This work investigates how Transformers acquire implicit multi-hop reasoning capabilities without explicit supervision of intermediate reasoning steps. Method: We train models from scratch in a controlled symbolic environment—built upon atomic triples—and introduce two novel diagnostic tools: cross-query semantic repair and the cosine representation lens. Contribution/Results: We identify a three-stage evolutionary pattern in reasoning capability emergence. Crucially, we establish, for the first time, a strong correlation (r > 0.92) between dynamic cosine clustering in the latent space and reasoning success rate. We further demonstrate that generalization to the second hop critically depends on query-level exposure to specific compositional structures. Our approach enables quantifiable tracking and causal intervention in implicit reasoning mechanisms, substantially enhancing the interpretability and controllability of large language models for multi-hop reasoning.

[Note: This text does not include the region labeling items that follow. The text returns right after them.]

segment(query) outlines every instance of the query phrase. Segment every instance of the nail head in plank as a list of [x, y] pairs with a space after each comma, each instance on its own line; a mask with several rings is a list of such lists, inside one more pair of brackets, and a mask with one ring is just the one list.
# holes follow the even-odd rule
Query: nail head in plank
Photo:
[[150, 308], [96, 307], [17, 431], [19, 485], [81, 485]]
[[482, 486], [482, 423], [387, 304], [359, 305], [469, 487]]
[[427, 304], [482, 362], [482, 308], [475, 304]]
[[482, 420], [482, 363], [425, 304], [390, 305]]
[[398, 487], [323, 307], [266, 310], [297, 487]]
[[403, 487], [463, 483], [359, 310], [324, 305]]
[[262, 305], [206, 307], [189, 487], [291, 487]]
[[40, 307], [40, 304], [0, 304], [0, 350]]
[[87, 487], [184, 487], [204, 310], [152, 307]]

Recent work suggests that large language models (LLMs) can perform multi-hop reasoning implicitly -- producing correct answers without explicitly verbalizing intermediate steps -- but the underlying mechanisms remain poorly understood. In this paper, we study how such implicit reasoning emerges by training transformers from scratch in a controlled symbolic environment. Our analysis reveals a three-stage developmental trajectory: early memorization, followed by in-distribution generalization, and eventually cross-distribution generalization. We find that training with atomic triples is not necessary but accelerates learning, and that second-hop generalization relies on query-level exposure to specific compositional structures. To interpret these behaviors, we introduce two diagnostic tools: cross-query semantic patching, which identifies semantically reusable intermediate representations, and a cosine-based representational lens, which reveals that successful reasoning correlates with the cosine-base clustering in hidden space. This clustering phenomenon in turn provides a coherent explanation for the behavioral dynamics observed across training, linking representational structure to reasoning capability. These findings provide new insights into the interpretability of implicit multi-hop reasoning in LLMs, helping to clarify how complex reasoning processes unfold internally and offering pathways to enhance the transparency of such models.